Actualisé 05.05.2006 à 16:58

«Ton chrono s'est subitement arrêté»

600 personnes et plusieurs personnalités du ski suisse ont adressé un dernier adieu à l'ex-championne de ski Corinne Rey-Bellet et à son frère Alain.

L'église de Val-d'Illiez n'étant pas assez grande pour accueillir tout le monde, la messe funéraire a été retransmise au moyen de hauts-parleurs à l'extérieur. Plusieurs centaines d'habitants de la région ont suivi ainsi ces derniers adieux à Corinne Rey-Bellet, 33 ans, et son frère Alain, 32 ans, abattus dimanche soir dernier aux Crosets.

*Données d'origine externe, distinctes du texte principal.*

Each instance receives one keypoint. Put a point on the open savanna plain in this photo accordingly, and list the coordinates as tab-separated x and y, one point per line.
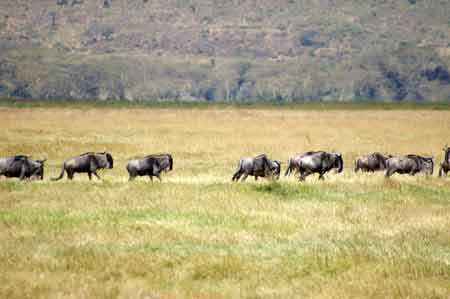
197	234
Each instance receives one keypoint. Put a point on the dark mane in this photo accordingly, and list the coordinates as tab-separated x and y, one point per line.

«Nous ne devrions pas être ici cet après-midi, à prendre congé de Corinne et Alain», a déclaré Frank Stoll le prêtre de la communauté de Val-d'Illiez. «Il n'est pas normal que des personnes meurent à cet âge, aussi dramatiquement». Il a adressé une pensée particulière au père des victimes, au petit garçon de la skieuse et à sa mère grièvement blessée dans le drame.

Rêves brisés

La skieuse Sylvianne Berthod et l'ancienne descendeuse Chantal Bournissen ont adressé un message à l'ancienne championne qui avait décidé en 2003 de mettre fin à sa carrière. Elles ont salué «la camarade de chambre, ses rires et son caractère bien trempé». «Nous qui courions toujours après les centièmes, ton chrono s'est subitement arrêté».

«Ce vendredi aurait dû être un jour de fête, puisque Alain devait se marier et fonder une nouvelle famille aux Crosets», a souligné un membre de l'école suisse de ski des Crosets-Champoussin. «Dimanche dernier, le drame a brisé tous ces rêves de bonheur». Il a rendu hommage à celui qui était le plus fidèle supporter de Corinne Rey-Bellet.

Grande famille du ski

Plusieurs membres de la grande famille du ski étaient présents à l'intérieur de l'église, dont l'ancien champion Pirmin Zurbriggen, Sonja Nef, Marie-Thérèse Nadig ou Erika Hess. Le président de la Fédération suisse de ski Duri Bezzola et son directeur Hans Ruedi Laich, de même que l'ancien directeur Jean-Daniel Mudry ont assisté à la cérémonie.

Le conseiller d'Etat valaisan Jean-Marie Rey-Bellet s'est également rendu à Val-d'Illiez. Outre le père des deux défunts, des membres et des amis de Gerold Stadler le mari de Corinne Rey-Bellet, avaient également fait le déplacement depuis Saint-Gall.

Mère absente

«La grande absente de ces funérailles a été la maman des victimes, toujours hospitalisée. dans un état stable. «Elle sait que ses enfants sont morts», a indiqué le président de Val d'Illiez, Philippe Es-Borrat, dans un entretien accordé au «Nouvelliste». A sa souffrance s'ajoute celle de ne pouvoir assister à l'enterrement, a-t-il ajouté. La maman des victimes a par ailleurs pu s'entretenir avec la police sans que le contenu de leur conversation ne soit connu.

M. Es-Borrat précise que le meurtrier présumé de Corinne et Alain Rey-Bellet, Gerold Stadler, a téléphoné à son propre père après la fusillade. L'information selon laquelle Gerold Stadler aurait téléphoné au père de Corinne Rey-Bellet était inexacte selon lui.

Le drame a suscité une grande émotion en Suisse. Corinne-Rey-Bellet, qui était enceinte de trois mois, et son frère Alain ont été abattus dimanche soir aux Crosets, alors que leur mère a été grièvement blessée. L'ancienne championne, qui était séparée de son mari, laisse un fils de deux ans et demi. Le corps de Gerold Stadler, le mari et meurtrier présumé, a été retrouvé mercredi soir dernier à Ollon (VD). Le banquier saint-gallois s'est tiré une balle dans la tête avec son arme d'ordonnance après le drame.